Pius Grave vertreibt sich die Zeit, die er nicht mit SOULTHREAT verbringt, als Sänger bei einer deutschen Death Metal Band. Da der Sachse allerdings eine unabhängige Rezeption von SOULTHREAT wünscht, wird diese hier nicht genannt – muss sie auch nicht, denn das erste Demo SOULTHREATs ist ganz allein die Spielwiese von Pius Grave. Dieser rückt auch ganz ehrlich mit Angaben zu seinem Equipment raus, MIDI DRUM und Behringer werden benutzt und aufgenommen wurde im eigenen Homestudio. Schön, dass sich hier jemand trotz Pseudonymgebrauch nicht hinter einem krassen Image versteckt, sondern zeigt, wie er Musik macht – mit Equipment, nicht mit trven Posen im Wald oder Internetforumskandalen.

Leider lässt Storm of Time vor allem ein Fazit zu: Pius Grave, bleibe Sänger bei deiner Death Metal-Band. Denn der Gesang, der hier und da an die alten Zeiten CREMATORYs erinnert, ist das einzige, was bei SOULTHREAT in Ordnung geht. Die Mängelliste ist demgegenüber leider erdrückend. Rein produktionstechnisch gesehen hätte man Storm of Time nämlich gar nicht veröffentlichen sollen, oder zumindest nicht in dieser Form. Es fehlt völlig an Druck, gemastert wurde offenbar nichts und das Soundgewand ist extrem unausgewogen. Diese Schwächen ziehen sich weiter in den Instrumentenbereich: die Computerdrums versagen, die Samples sind Schrott, die Gitarren sind teilweise schmerzhaft verstimmt (im Titeltrack stehen einem die Haare auf). Dieses Demo klingt einfach zu unfertig, um auf die Menschheit losgelassen zu werden.

Musikalisch muss man Pius Grave zugute halten, dass er sich zumindest um Abwechslung bemüht. Melodiöse Death Metal-Passagen stossen auf akustische Parts und hier und da hat man das Gefühl, als würden sich CREMATORY in ihren ganz ganz frühen Tagen daran versuchen, Schwarzmetall zu machen. Nur eben, das Damoklesschwert unfertig schwebt auch über den Songarrangements und dem instrumentellen Handwerk. Vielleicht hätten die Songs nach einer gründlichen Überarbeitung mit einer kompetenten Band eine Chance. Beim vorliegenden Demo hat man jedoch eher das Gefühl, man sei mitten in einen Schaffensprozess hineingeplatzt und die Platte sei eben noch nicht fertig.

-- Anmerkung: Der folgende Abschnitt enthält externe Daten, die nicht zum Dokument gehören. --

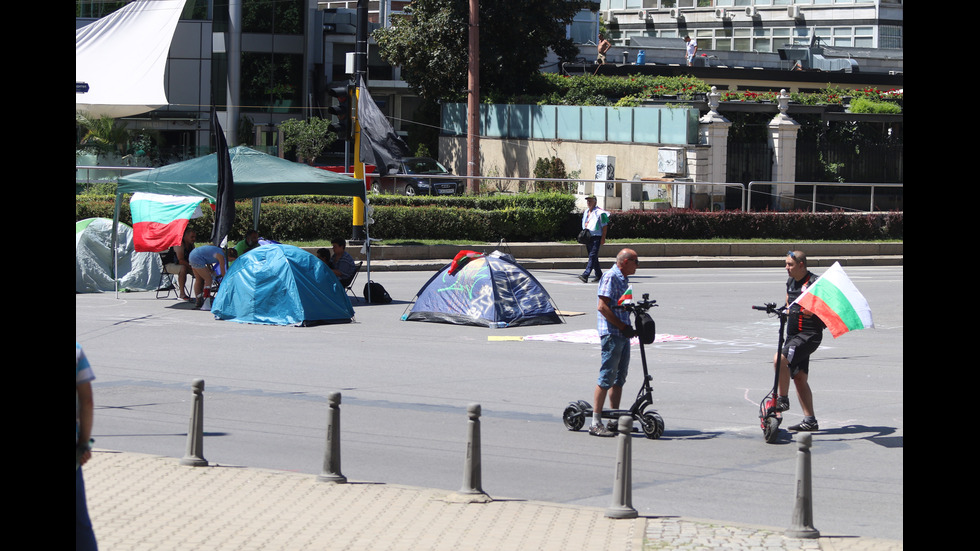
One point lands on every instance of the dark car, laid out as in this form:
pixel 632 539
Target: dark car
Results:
pixel 426 179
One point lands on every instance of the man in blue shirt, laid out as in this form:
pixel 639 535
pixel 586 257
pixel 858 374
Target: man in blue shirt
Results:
pixel 614 334
pixel 596 220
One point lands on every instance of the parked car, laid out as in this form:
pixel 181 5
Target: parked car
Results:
pixel 419 184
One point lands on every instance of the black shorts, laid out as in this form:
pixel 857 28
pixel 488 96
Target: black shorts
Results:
pixel 797 350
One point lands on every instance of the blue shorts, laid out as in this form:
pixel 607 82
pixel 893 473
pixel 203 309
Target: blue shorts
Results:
pixel 615 361
pixel 798 349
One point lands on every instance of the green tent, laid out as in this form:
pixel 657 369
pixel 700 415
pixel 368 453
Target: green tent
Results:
pixel 256 174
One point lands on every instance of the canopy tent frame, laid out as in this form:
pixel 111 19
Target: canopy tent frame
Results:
pixel 255 175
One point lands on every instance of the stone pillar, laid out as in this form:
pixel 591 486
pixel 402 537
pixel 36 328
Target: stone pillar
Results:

Fazit: Es ist löblich, dass Pius Grave Metal kreiert und sich nicht mit purem Imageschaffen zufrieden gibt. In Zukunft muss er allerdings mehr Sitzfleisch beim Ausfeilen im Studio an den Tag legen, die Mängel im spieltechnischen Bereich beseitigen und stimmigere Songs liefern. Andernfalls bleibt SOULTHREAT ein Soloprojekt für den rein privaten Bereich im Sinne von – ein Musiker, ein Zuhörer.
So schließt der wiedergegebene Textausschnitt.